The building itself changed little over the years outside of a 154′-8″ long and 45′ wide addition in 1941 that wraps around the Drill Hall’s northwest corner, extending over 11 feet beyond the latter’s rear wall. Following World War II the Minnesota Naval Militia was disbanded. When the Duluth Entertainment and Convention Center was built in the 1960s, the Armory began to fall out of favor as a performance space. In 1977 the National Guard announced plans for a new armory in Duluth.

The city purchased the 1914 building in 1978 for $160,000 and used it for a variety of purposes, including storing fleet vehicles. A report showed that “city officials actually poured raw materials onto the [Drill Hall’s] open floor.” The historic wooden floor had to be removed. In 2000, citing severe structural problems, the city said it would demolish the building by September 1, 2001. According to its national register nomination form, that’s when preservationists stepped in:

In response, local preservationists rallied to save the building, but they faced major challenges. The building had fallen into disrepair after years of vacancy, and its proximity to the lake and visible location along a busy thoroughfare made the site a prime location for new development. Inclusion on Preservation Alliance of Minnesota’s ‘Ten Most Endangered Buildings’ list in 2001, however, helped the preservationists gain momentum. On May 24, 2004, the property was purchased by the Armory Arts and Music Center.

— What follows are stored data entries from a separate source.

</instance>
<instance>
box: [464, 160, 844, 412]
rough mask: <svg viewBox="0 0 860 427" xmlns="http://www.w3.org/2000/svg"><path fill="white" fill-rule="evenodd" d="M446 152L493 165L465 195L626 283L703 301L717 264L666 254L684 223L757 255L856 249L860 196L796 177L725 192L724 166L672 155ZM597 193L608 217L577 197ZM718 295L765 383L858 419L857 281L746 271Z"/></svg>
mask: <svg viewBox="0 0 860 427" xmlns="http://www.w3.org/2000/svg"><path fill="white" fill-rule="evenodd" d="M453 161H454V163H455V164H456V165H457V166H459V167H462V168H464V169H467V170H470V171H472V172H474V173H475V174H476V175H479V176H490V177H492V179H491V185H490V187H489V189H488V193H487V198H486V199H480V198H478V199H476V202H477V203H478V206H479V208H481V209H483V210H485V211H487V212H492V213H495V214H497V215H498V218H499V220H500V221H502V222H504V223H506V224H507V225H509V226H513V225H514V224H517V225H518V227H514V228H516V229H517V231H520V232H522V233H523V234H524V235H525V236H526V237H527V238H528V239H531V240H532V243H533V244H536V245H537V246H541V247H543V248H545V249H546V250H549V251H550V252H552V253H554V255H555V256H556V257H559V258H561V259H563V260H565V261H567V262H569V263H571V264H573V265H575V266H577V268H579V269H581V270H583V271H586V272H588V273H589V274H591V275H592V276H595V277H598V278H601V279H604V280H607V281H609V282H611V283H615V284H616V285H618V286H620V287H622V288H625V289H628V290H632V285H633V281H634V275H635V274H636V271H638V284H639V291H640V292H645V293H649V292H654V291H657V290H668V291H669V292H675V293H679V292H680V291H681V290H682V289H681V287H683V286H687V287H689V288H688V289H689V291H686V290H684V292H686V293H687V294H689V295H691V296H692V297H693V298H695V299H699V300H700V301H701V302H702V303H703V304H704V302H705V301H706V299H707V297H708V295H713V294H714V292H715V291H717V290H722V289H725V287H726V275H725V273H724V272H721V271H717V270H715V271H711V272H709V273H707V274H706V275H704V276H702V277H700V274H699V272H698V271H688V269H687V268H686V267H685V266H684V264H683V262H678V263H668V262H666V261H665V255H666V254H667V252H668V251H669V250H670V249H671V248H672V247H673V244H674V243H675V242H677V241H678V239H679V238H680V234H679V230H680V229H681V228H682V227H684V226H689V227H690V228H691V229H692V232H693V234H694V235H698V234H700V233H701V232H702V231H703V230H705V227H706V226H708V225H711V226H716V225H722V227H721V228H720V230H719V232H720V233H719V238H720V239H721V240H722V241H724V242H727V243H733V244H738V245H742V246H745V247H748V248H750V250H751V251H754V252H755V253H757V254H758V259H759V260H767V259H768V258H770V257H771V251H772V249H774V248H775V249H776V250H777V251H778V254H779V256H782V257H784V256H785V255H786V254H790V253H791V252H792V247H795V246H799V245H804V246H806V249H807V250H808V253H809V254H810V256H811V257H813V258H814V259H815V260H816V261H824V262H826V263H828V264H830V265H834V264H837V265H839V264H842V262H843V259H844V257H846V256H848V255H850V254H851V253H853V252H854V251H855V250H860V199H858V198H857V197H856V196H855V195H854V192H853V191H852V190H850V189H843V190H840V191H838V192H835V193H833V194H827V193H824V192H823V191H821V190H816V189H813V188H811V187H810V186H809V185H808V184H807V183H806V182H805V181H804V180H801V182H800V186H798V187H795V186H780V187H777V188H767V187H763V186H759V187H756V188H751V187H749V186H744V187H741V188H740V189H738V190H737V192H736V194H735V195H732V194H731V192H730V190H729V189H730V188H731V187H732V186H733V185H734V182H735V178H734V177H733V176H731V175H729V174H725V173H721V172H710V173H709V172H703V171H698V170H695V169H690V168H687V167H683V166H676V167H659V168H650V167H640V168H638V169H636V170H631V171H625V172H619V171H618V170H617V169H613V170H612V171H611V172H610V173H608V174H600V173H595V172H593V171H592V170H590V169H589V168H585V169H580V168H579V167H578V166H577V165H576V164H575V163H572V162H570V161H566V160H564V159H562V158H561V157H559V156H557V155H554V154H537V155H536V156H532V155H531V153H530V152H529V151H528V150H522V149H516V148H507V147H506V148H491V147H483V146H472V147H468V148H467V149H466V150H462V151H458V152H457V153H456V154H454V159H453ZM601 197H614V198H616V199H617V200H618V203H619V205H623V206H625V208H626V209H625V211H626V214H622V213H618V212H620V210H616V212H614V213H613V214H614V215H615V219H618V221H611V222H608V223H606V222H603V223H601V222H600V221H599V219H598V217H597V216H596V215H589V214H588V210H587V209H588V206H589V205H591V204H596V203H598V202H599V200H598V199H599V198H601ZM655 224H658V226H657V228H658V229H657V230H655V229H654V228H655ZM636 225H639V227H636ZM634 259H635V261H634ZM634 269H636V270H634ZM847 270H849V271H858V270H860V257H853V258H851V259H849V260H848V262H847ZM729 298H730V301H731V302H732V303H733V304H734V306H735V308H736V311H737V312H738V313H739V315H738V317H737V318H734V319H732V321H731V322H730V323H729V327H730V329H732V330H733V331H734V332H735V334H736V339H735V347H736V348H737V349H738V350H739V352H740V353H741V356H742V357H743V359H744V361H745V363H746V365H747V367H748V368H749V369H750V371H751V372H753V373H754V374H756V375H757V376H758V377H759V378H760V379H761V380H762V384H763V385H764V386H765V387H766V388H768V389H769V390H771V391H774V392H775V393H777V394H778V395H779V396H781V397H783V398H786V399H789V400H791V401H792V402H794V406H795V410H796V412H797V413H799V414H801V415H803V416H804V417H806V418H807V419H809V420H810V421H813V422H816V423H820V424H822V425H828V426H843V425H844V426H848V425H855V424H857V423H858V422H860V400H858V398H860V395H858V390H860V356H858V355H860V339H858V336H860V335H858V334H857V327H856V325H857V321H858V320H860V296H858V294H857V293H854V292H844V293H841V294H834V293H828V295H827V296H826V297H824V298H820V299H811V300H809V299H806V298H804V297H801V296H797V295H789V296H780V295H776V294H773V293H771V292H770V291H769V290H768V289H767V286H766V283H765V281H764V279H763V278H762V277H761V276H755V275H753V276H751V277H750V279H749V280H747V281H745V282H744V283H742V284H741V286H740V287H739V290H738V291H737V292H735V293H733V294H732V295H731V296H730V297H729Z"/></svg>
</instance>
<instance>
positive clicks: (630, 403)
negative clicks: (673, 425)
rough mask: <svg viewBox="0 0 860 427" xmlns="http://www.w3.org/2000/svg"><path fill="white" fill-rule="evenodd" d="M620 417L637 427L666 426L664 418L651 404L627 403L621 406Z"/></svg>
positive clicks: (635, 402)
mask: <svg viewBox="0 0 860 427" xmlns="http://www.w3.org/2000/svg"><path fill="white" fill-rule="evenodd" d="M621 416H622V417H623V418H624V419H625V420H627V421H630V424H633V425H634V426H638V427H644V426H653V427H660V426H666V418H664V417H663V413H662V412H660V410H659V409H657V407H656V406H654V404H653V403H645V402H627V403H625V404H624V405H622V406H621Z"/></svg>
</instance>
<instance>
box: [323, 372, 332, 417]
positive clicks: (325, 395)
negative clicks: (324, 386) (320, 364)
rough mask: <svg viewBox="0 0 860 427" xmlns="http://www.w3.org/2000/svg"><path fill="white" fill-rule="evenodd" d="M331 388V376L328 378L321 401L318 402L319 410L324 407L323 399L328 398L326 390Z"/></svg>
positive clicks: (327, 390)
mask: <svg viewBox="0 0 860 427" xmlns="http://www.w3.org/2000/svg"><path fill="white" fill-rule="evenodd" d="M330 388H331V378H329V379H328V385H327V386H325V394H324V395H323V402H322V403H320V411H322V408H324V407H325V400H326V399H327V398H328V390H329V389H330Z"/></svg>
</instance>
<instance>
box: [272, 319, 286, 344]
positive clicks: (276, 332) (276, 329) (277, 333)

The AAMC, which intends to turn at least part of the Armory into performance space and an arts center, paid just $1 for the building and has since struggled to raise funds to preserve and adapt the building for modern reuse. Efforts were hampered by a lack of focus as to what to do with the building and more structural issues: falling bricks and, as previously mentioned, Chester Creek breaking through its culvert during the 2012 flood. A recent donation of $1 million has made its future more promising.